There is a strong evidence of lacking the elementary managerial knowledge among pharma SMEs as almost a quarter of the firms surveyed consider routine decisions as strategy change. The strategy confusion is more common among microenterprises; they are more flexible, willing to act and change but they lack the management arsenal and knowledge.
6.4 More severe crisis for microenterprises
The crisis impact is perceived as negative by two thirds of the pharma SMEs surveyed; however, the percentage is higher for microenterprises (more than four out of five). The smallest SMEs are more sensitive, the crisis is tougher for them, and they feel the crisis impact more clearly. The crisis is more severe for the pharma microenterprises.
7 Managerial implications
The major managerial implications are the lessons learnt: mastering the tools for crisis predictability; proactiveness and responsiveness; flexible
strategy; avoiding cutting the costs uniformly – with little or no analysis and/or right priorities set. Beside its importance as theoretical concept, the decision lag time (applied in case of crisis) can be used as an overall indicator of the strategic management capacity: longer the decision lag time, lower the strategic management capacity.
The research results and conclusions demonstrate that managers of the Romanian pharmaceutical SMEs display serious lack of management culture, strategy knowledge, and decision making skills. Consequently, there is an urgent need to educate and train their managers.

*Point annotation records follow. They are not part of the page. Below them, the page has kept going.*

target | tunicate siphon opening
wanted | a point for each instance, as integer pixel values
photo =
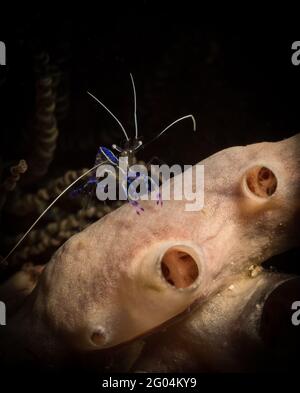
(261, 181)
(179, 268)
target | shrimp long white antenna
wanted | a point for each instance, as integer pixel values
(134, 97)
(45, 211)
(110, 112)
(170, 125)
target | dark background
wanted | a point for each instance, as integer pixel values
(235, 76)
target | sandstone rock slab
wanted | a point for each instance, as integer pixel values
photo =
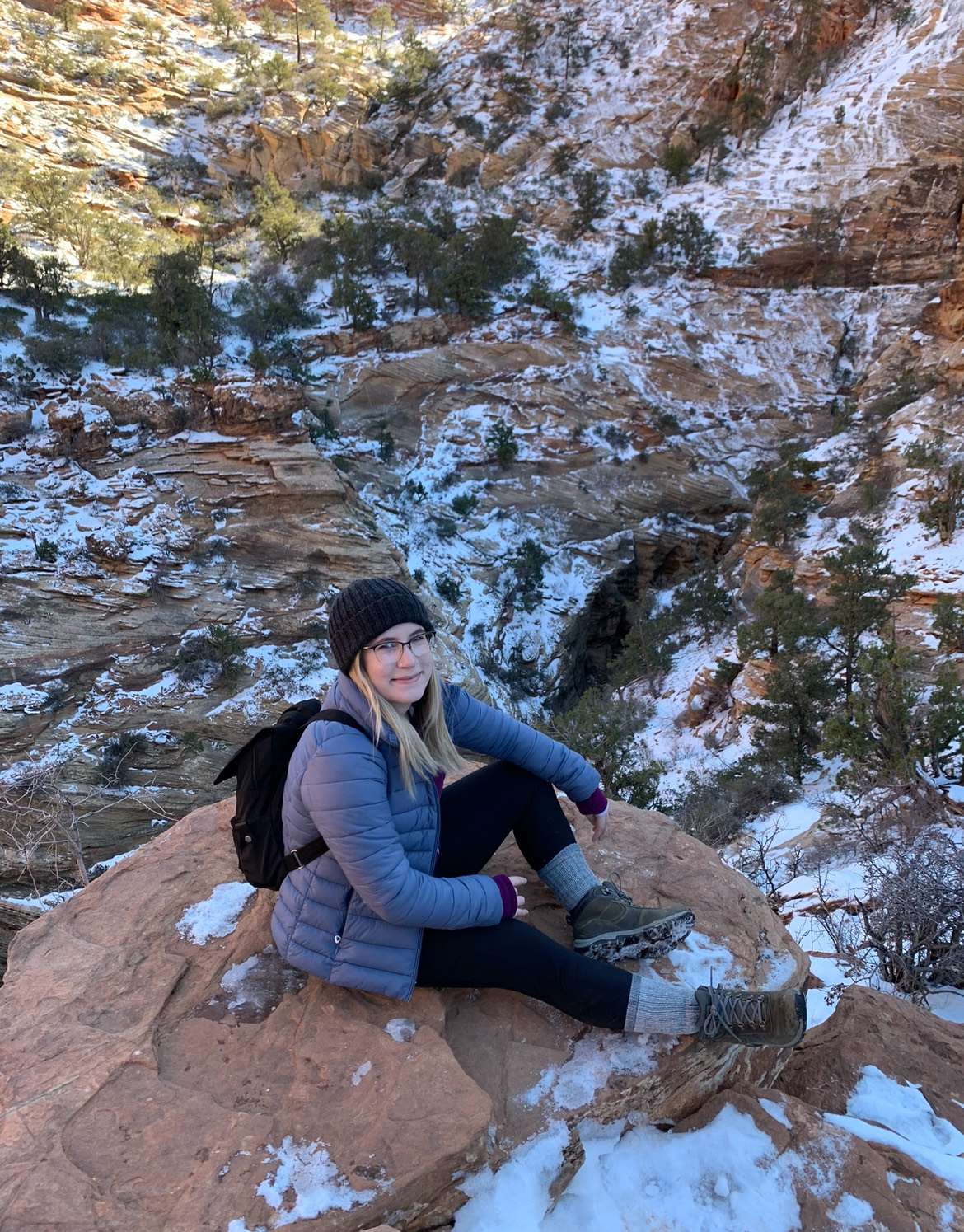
(161, 1068)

The vicious circle of lacking the managerial culture (slow reaction – poor decisions – negative impact on the company performance – …,) could be broken by training programmes in management (strategy, decision making, management skills).
As the crisis impact and lack of management knowledge and skills is more profound among microenterprises, their managers (entrepreneurs) need training programmes in the same areas, with a special focus on basic principles of business management and entrepreneurship.
The research conclusions and recommendations are useful for both scholars and practitioners: entrepreneurs and company managers, as well as for management training institutions and universities, education policy makers who are striving to develop the managerial capacity of the Romanian pharma companies.